In his interview with NTSB investigators, Ferguson said the cabin heater warning light had come on throughout the flight and that he was ″nervous″ about using the heater, which was in the rear of the plane but controlled from the cockpit. He said Rank kept telling him to turn it back on, trying to get it to function.

″One of the times I refused to turn it on, I didn’t turn it on,″ Ferguson said. ″I was getting nervous. I didn’t think that we should be messing with that heater en route. I had discussed this with Brad on previous flights.″

The documents said a filter on the gasoline heater’s fuel line was fractured, but it was not clear from the documents whether the damage occurred before or after the crash.

Toxicology reports showed that Nelson, 45, and two members of the band had cocaine in their systems when they died. Published reports two weeks after the crash quoted NTSB investigator Rudy Kapustin as saying the agency was investigating the possibility the fire was drug-related.

A cocaine-related fire would presumably involve ″free-basing,″ or mixing cocaine with flammable ether or ammonia, then smoking the pure cocaine in a pipe.

At the time of the reports, Nelson’s personal manager, Greg McDonald of Palm Springs, Calif., called the suggestion ″nonsense″ and said Nelson did not ″free-base.″

The NTSB report made no further mention of drugs other than the toxicology reports.

After the cabin heater overheated several times, Ferguson said, Rank went to the rear of the plane to check on it, then signaled him to turn it on again. About four minutes later, Ferguson said, band member Patrick Woodward came to the cockpit and said there was smoke in the cabin.
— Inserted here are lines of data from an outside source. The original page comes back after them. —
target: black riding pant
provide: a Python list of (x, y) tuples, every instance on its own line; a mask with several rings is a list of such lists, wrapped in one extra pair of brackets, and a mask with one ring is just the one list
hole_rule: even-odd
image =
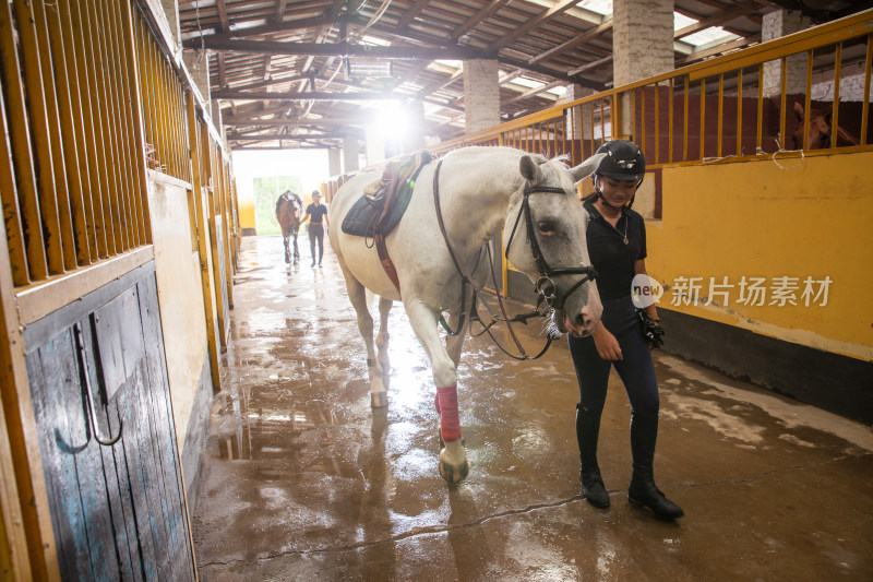
[(627, 391), (633, 413), (658, 414), (658, 382), (655, 379), (655, 366), (631, 296), (606, 299), (602, 304), (603, 325), (619, 341), (623, 359), (617, 361), (601, 359), (597, 354), (594, 337), (569, 335), (570, 354), (576, 368), (582, 406), (600, 416), (607, 399), (609, 371), (614, 366)]
[(312, 254), (312, 262), (315, 262), (315, 241), (319, 242), (319, 262), (324, 257), (324, 225), (309, 225), (309, 252)]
The NTSB account of Rank’ interview makes no mention of any problems with the heater. According to NTSB, Rank said he was talking with Woodward mid- cabin when he noticed smoke in the area where Nelson and his fiancee, Helen Blair, 20, were sleeping in their seats, near the baggage compartment and the heater.

Rank said he went and checked the heater, finding it ″cool to his touch. He saw neither smoke nor fire,″ the NTSB said.
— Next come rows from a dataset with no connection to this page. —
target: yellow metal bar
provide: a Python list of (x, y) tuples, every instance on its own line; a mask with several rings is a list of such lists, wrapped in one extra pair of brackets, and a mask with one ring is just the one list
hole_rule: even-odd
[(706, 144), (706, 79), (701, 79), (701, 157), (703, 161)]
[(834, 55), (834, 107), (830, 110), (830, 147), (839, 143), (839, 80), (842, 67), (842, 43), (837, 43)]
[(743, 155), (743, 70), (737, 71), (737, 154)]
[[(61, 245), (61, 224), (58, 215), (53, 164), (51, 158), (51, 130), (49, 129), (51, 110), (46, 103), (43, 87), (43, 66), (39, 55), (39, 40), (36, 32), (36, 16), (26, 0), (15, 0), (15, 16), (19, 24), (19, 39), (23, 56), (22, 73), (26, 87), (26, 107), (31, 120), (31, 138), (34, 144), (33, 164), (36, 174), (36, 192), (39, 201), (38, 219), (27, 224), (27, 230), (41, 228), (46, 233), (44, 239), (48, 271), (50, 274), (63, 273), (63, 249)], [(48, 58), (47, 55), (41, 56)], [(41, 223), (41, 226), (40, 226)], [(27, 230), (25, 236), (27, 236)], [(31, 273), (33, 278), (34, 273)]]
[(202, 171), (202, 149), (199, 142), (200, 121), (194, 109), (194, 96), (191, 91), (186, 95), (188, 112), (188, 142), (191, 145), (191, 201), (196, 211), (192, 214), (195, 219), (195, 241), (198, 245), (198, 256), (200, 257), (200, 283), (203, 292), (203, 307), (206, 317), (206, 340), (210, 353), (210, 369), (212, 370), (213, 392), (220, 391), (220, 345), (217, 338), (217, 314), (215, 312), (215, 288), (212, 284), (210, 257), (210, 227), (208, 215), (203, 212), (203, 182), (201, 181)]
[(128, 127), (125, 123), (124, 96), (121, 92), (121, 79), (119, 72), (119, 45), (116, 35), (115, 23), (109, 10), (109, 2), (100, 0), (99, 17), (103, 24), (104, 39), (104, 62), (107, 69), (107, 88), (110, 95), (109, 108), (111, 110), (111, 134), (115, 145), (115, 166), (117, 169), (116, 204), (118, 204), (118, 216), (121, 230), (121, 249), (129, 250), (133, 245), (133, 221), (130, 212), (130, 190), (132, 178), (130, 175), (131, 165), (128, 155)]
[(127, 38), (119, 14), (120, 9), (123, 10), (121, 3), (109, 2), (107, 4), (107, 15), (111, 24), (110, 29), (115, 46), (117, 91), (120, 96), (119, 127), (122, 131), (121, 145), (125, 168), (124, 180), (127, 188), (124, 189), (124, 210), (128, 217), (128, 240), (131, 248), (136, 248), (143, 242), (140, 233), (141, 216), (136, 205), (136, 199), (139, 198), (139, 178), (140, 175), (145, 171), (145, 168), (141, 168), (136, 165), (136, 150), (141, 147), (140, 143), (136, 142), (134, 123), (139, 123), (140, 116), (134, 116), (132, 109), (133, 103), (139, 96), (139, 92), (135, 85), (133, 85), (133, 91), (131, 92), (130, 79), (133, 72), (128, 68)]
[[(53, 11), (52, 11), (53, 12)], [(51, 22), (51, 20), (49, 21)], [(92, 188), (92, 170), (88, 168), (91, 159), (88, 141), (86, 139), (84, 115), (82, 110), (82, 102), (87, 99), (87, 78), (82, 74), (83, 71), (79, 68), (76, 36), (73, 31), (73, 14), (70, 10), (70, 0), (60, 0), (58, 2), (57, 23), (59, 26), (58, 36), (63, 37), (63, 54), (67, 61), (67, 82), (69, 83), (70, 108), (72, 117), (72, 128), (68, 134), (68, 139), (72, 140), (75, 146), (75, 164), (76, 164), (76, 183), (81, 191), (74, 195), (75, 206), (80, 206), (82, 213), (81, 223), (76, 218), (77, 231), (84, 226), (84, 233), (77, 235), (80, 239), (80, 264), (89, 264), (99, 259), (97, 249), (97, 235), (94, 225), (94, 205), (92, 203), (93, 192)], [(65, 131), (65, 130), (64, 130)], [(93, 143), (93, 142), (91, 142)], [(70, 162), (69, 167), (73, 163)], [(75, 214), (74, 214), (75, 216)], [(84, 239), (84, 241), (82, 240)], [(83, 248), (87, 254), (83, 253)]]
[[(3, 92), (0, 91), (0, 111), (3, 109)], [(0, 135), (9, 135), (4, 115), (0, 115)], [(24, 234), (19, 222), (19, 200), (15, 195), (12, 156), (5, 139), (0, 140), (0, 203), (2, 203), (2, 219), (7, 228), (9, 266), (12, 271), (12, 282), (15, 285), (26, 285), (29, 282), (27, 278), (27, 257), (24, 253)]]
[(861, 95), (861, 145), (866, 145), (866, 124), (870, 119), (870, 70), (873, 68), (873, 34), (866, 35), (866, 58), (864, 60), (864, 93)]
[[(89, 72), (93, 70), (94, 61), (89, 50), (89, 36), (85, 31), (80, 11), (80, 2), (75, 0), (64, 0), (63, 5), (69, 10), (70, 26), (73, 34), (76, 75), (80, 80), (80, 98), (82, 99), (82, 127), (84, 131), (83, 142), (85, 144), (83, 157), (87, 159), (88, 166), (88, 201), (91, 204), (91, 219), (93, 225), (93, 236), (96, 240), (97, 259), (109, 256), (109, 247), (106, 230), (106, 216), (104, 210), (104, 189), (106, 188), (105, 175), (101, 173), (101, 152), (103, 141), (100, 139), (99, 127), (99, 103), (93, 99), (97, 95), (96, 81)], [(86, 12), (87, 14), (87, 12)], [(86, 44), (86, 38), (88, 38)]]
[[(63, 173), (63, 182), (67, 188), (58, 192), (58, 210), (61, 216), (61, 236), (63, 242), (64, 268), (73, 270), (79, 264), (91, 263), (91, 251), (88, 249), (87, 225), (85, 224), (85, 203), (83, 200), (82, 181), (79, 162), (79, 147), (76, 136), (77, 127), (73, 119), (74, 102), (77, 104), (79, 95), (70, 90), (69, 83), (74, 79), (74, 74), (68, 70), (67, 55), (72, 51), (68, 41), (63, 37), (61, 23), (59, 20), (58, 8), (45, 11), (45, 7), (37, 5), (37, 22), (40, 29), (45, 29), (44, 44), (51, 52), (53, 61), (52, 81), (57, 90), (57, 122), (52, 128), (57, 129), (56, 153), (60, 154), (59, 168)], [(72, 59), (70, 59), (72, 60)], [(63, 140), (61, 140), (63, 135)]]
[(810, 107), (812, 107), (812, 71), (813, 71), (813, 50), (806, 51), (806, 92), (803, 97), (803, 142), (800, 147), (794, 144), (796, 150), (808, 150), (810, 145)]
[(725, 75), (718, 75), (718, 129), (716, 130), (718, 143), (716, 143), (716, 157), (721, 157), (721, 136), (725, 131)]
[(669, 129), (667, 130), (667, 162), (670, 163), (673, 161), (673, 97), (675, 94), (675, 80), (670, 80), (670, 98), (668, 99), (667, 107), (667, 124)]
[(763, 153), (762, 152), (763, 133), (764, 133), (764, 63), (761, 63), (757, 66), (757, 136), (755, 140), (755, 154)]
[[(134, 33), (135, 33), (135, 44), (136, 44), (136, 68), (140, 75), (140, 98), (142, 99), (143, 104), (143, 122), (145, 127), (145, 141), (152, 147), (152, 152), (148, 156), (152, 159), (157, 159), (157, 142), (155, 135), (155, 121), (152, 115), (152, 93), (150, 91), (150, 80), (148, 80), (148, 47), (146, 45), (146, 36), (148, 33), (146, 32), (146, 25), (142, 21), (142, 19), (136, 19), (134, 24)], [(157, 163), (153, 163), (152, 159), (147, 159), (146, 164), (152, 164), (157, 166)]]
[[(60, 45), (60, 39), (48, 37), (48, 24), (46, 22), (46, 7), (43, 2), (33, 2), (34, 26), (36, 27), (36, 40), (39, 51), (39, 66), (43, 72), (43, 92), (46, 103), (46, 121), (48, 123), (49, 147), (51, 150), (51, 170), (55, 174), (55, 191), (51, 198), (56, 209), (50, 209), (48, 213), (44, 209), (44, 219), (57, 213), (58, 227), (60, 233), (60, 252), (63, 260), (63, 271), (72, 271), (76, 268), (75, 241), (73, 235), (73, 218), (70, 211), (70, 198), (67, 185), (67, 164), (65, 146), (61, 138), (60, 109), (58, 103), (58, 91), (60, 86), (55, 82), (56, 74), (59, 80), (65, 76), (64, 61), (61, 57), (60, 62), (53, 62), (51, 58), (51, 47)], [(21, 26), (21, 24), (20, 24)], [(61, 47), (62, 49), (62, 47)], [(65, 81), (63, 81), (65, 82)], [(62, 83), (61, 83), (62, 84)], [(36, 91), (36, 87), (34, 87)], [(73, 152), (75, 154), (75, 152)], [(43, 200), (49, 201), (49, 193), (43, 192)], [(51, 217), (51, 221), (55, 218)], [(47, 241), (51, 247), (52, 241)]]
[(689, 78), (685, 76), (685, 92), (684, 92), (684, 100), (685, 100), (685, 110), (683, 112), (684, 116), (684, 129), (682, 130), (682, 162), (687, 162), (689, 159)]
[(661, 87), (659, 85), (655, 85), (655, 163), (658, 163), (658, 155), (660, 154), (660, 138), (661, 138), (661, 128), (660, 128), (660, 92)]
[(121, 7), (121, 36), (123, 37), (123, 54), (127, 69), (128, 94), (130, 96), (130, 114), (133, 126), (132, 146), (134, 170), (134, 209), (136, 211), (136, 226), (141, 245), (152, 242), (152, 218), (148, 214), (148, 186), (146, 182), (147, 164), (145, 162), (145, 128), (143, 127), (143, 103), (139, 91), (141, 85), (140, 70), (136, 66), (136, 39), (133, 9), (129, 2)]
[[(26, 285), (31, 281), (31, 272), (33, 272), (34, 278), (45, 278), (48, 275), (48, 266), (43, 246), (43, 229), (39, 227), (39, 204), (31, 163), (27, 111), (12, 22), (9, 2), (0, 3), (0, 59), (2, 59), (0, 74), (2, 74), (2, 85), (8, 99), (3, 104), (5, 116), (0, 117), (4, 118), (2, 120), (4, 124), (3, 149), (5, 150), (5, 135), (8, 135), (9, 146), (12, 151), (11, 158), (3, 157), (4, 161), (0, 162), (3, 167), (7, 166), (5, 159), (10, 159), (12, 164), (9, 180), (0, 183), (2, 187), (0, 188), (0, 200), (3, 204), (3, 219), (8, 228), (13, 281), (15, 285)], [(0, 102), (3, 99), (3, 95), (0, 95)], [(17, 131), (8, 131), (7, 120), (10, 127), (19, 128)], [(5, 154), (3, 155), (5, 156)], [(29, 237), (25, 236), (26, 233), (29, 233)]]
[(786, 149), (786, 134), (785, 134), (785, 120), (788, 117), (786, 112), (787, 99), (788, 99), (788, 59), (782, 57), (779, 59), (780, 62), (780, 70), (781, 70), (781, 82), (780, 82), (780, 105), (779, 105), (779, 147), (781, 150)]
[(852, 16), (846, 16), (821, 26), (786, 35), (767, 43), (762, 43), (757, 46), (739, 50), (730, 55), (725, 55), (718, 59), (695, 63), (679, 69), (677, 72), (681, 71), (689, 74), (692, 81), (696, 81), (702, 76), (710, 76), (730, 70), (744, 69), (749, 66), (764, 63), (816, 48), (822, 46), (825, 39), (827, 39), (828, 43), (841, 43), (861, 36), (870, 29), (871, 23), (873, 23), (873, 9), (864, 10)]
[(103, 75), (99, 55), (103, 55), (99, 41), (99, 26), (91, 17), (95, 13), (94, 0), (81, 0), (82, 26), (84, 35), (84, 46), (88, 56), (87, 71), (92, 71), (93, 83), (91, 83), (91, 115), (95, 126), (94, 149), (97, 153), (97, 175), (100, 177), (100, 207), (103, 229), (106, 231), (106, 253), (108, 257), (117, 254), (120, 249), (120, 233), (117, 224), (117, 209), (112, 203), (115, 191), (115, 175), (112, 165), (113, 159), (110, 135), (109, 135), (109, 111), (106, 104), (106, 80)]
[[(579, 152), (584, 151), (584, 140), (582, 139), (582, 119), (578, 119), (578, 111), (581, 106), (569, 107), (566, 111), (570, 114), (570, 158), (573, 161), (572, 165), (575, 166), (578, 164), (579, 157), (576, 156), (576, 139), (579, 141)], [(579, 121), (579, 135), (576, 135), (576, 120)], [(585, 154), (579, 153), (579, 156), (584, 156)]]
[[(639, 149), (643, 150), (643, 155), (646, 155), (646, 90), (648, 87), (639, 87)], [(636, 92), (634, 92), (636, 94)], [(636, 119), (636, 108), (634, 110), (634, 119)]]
Rank said he nevertheless activated one of the fire extinguishers, then returned to the cabin, opening air vents along the way. The NTSB said the operating manual for the DC-3 says to close all ventilation ducts in the event of an in-flight fire.

Rank said when he returned to the cockpit, Ferguson was already talking to air traffic controllers trying to find the nearest airport.

Unable to limp to the closest airport 18 miles away, the twin-engine plane crashed into a field, crossed a two-lane highway and severed two utility poles, bounded across another field and slammed into trees, severing both wings.

″The cabin of the aircraft through the windows appeared to be an inferno. Flames and smoke was all that one could see,″ Ferguson told investigators.

The report said the pilots could give no information about the condition of the passengers during the crash landing, except that they were aware of one person standing in the cockpit doorway.

Rank said he pulled the person, who he thought to be Woodward, toward the cockpit window as he climbed through. He said after he reached the ground, he saw the person silhouetted in the window.

Woodward’s body was found with that of Nelson and Ms. Blair in the front of the cabin. Band members Andy Chapin, 30, and Rick Intveld, 23, were found slightly forward of mid-cabin, and Clark Russell, 35, and Bobby Neal, 38, were near the cockpit door.